Noch 13 Tage bis zum Wiedersehn

Juni 26, 2010



Das wird wohl der letzte Bericht hier aus Mosambik sein weil am Montag geht es auf Reise und dann weiß ich nicht ob ich noch so regen Kontakt zum Internet haben werde.

Amvorletzten Mittwoch kamen die Herren des Hauses wieder nach Hause. Das Missionsehepaar, Thomas und Claudia Günther, was drei Monate in Deutschland war um ihren Vertrag zu erneuern und die dazugehörigen Reisen durch die verschiedensten Gemeinden um von ihrer Arbeit zu berichten. So bin ich die letzten Tage nicht mehr alleine in diesem Haus. Nur gibt mir das etwas Wehmut. Sie kommen zurück um hier weitere zwei Jahre zu leben und zu arbeiten, während ich diese Möglichkeit nicht habe.
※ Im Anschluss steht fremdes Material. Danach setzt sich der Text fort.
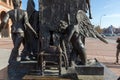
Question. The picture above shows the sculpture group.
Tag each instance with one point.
(58, 23)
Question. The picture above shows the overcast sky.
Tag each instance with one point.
(104, 12)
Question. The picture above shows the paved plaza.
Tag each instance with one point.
(104, 53)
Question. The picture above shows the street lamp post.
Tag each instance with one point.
(101, 19)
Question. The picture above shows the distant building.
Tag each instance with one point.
(5, 5)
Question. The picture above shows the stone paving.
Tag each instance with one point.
(104, 53)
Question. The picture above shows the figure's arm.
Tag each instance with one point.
(89, 8)
(4, 21)
(28, 24)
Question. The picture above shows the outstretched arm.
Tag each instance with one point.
(28, 24)
(4, 21)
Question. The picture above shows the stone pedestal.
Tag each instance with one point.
(17, 70)
(92, 71)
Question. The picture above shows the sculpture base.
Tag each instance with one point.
(92, 71)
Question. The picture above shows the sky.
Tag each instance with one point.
(104, 12)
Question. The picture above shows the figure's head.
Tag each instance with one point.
(16, 3)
Thomas wird am Montag wieder anfangen im Seminar zu Arbeiten, so wie Claudia auch im Waisenhaus anfangen wird die Rechnungen von den Letzten drei Monaten zurück zu buchen. Ich werde die letzten Tage nutzen um letzte Dinge zu erledigen. Das heißt Verabschiedungsbessuche leisten überlegen was von meinen Sachen hier bleibt und wer es erhält und vieles mehr. Es nicht so leicht das zu bewältigen, weil will sich schon gerne Verabschieden. Ich habe immerhin ein Jahr hier gelebt und somit ist das schon teilweise zu Hause geworden und dann von den Menschen, die man vielleicht fast täglich gesehn hat Abschied zu nehmen ist wirklich schwer und schmerzt auch das Herz. Mit Trauer, die in meinem Herz wächst, wächst auch die Vorfreude auf Deutschland; meine Familie in die Arme zu schließen, Freunde wieder zu sehn, mein Zimmer wieder in Beschlag zu nehmen, ….. .So freue ich mich auch zumindest etwas wieder am 9.Juli nach zu kommen.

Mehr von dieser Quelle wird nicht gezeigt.